Dec. 22, 2008 09:33
Under normal circumstances, the concept of the federal government bailing out financial markets and purchasing bank stock of any type like a regular investor would be unthinkable. But these aren’t normal circumstances. Stop at practically any bank in Lafayette Parish, and the upper brass will attest to as much.

The subprime mortgage industry reached a crisis stage this fall, threatening credit markets and investment banks. In response, Congress approved a controversial $700 billion bailout package in October and the U.S. Treasury Department has kept busy since then, pledging all but $15 billion of the aid as of this week. The overarching goal was to bolster the nation’s capital markets with just enough money to help small businesses with loans, lines of credit and other services through regional banks. Those original objectives, however, are arguably falling off mark.

While many financial institutions simply need help, some of the banks that received direct assistance through the bailout package are using the cash to expand operations. Others have actually made lending policies more stringent. For instance, Bank of America is using its $15 billion bailout to double its holdings in the China Construction Bank Corp. It’s China’s second largest lender and Bank of America will soon hold a 20 percent stake, worthy roughly $24 billion. Closer to home, the Lafayette-based IberiaBank is slated for a $90 million share of the bailout, which company officials say they will use to acquire other cash-strapped banks. IberiaBank’s third-quarter earnings dropped 27 percent due to a similar acquisition it made earlier this year of ANB Financial, an Arkansas bank that was shuttered by the Federal Deposit Insurance Corp.

Although he originally voted in favor of the bailout, U.S. Rep. Charlie Melancon, D-Napoleonville, who represents lower Acadiana, has said repeatedly in recent weeks that he has been "very disappointed" with the way the banking industry has used the bailout cash thus far. Robin Winchell, his press secretary, said the congressman also finds fault with the White House. "(Melancon) is also dissatisfied with the lack of instruction and direction that has come from the administration on how the money should be applied," Winchell adds.

MidSouth Bank, also based in Lafayette, announced last week that it has received preliminary approval to participate in the U.S. Treasury Department's Capital Purchase Program, a component of the bailout package. If it elects to participate, the bank may issue up to $20 million in senior preferred stock, with related warrants to purchase up to $3 million in common stock, to the treasury. In a press release, bank CEO Rusty Cloutier says MidSouth is still determining whether or not it will participate. There was also no indication as to how the money might be used. "We will carefully consider all factors in making a decision to participate, including talking with customers, public officials, senior management and of course our board of directors," Cloutier says. "The additional capital will certainly enhance our capacity to support the revitalization of the areas we serve that have been struck by four destructive hurricanes in the past three years."

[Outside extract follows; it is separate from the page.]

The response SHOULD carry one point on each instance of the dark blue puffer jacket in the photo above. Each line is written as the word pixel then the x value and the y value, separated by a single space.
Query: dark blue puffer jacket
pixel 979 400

There are other examples, though, of banks that do not want the help of the U.S. government. For instance, the Biloxi-based Peoples Bank actually issued a press release declining to participate in the fed’s $700 billion rescue fund for financial institutions. In his statement, CEO Chevis C. Swetman notes that the Treasury Department was only issuing assistance to banks with strong financials. With a capital ratio of 12.76 percent as of the third quarter, 50 percent higher than what’s needed to take part in the bailout, Peoples Bank is among the few exceptions that want to continue doing businesses as if the historic bailout never happened. "We are enduring the worst financial crisis in my entire career as a banker, but our bank has the capital and the strength to continue doing business on the same sound banking terms that we have followed for more than 110 years," Swetman says. "We are open for business and actively lending to qualified customers.